Sometimes the enormity of it hits her. When Jean Primozich starts to mull the fact that she’s working on a 66 million-year-old dinosaur—the Tufts-Love Tyrannosaurus rex—she’s moved to tears.
“I was working on a nostril a while ago, and I started to cry,” says the Burke Museum volunteer. She was imagining the creature alive, moving, breathing Cretaceous air. “It saw a different world.”

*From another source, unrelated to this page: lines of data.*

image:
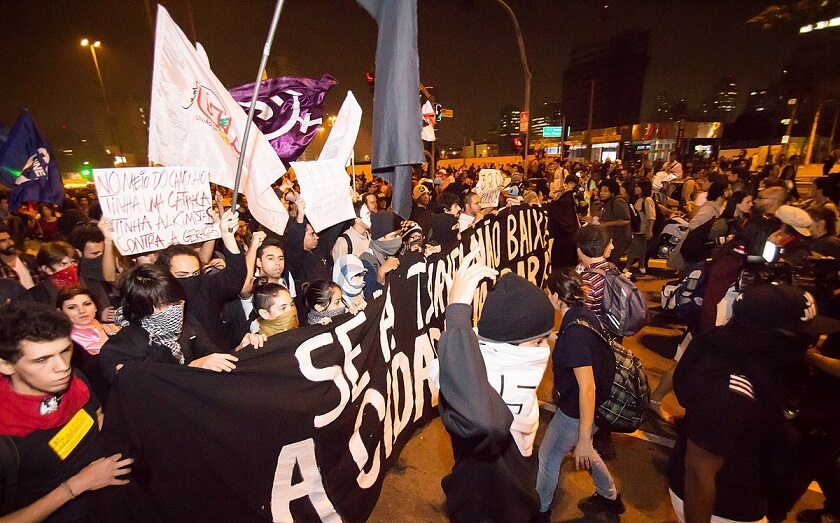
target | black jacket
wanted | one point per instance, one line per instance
(131, 344)
(206, 302)
(491, 480)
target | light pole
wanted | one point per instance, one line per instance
(93, 45)
(527, 72)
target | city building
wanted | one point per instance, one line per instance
(509, 130)
(606, 79)
(547, 114)
(720, 106)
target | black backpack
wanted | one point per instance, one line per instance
(635, 219)
(624, 408)
(623, 307)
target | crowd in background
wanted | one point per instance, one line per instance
(198, 304)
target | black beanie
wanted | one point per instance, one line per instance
(515, 310)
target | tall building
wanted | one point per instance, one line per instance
(720, 106)
(547, 114)
(508, 130)
(614, 72)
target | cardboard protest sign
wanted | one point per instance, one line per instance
(490, 182)
(306, 427)
(325, 186)
(154, 207)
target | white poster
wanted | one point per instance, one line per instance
(193, 118)
(154, 207)
(325, 186)
(342, 138)
(490, 182)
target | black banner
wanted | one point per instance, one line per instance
(306, 427)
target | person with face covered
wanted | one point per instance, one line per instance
(732, 460)
(95, 253)
(59, 261)
(487, 380)
(207, 294)
(324, 302)
(349, 274)
(14, 265)
(275, 308)
(156, 329)
(305, 264)
(379, 260)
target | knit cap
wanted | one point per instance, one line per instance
(515, 310)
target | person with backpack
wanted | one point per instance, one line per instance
(583, 372)
(615, 217)
(643, 219)
(719, 289)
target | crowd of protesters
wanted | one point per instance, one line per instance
(73, 302)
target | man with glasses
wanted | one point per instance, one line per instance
(207, 294)
(770, 199)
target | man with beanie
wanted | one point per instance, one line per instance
(488, 398)
(732, 459)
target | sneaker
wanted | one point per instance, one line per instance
(598, 503)
(815, 515)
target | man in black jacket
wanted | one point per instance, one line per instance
(488, 395)
(733, 458)
(207, 293)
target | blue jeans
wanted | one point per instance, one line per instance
(560, 439)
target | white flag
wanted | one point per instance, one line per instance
(194, 120)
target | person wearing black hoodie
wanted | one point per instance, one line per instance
(488, 398)
(207, 293)
(733, 456)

A retiree from a research position in UW Medicine, Primozich started volunteering in specimen preparation at the Burke more than a decade ago. When fossil preparator Michael Holland was looking for someone to help him prepare the partial skeleton of the T. rex discovered by volunteers at a 2016 Montana summer field program, Primozich jumped at the chance. Some might find the painstaking work of dusting and dabbing sand away from a fossil tedious, but even after two years and thousands of hours, Primozich still marvels at it.
“Every day there’s something exciting,” she says. Minutes earlier she had uncovered a baby tooth in the massive jaw. “It’s amazing to just be the first person to see these things.”
Before the old Burke Museum was closed in December, more than 100,000 people came to see the T. rex being prepared. Many of them spied Primozich working on the dinosaur, and a lucky few were invited in to see the massive teeth up close. Now, the volunteer and the fossil are settled in the new museum building, which is scheduled to open to the public in October. They’re racing against time to have the fossil ready for display.
“I’m here every day. I’ve given up nearly everything else,” Primozich says with a grin. “I’m the biggest kid.”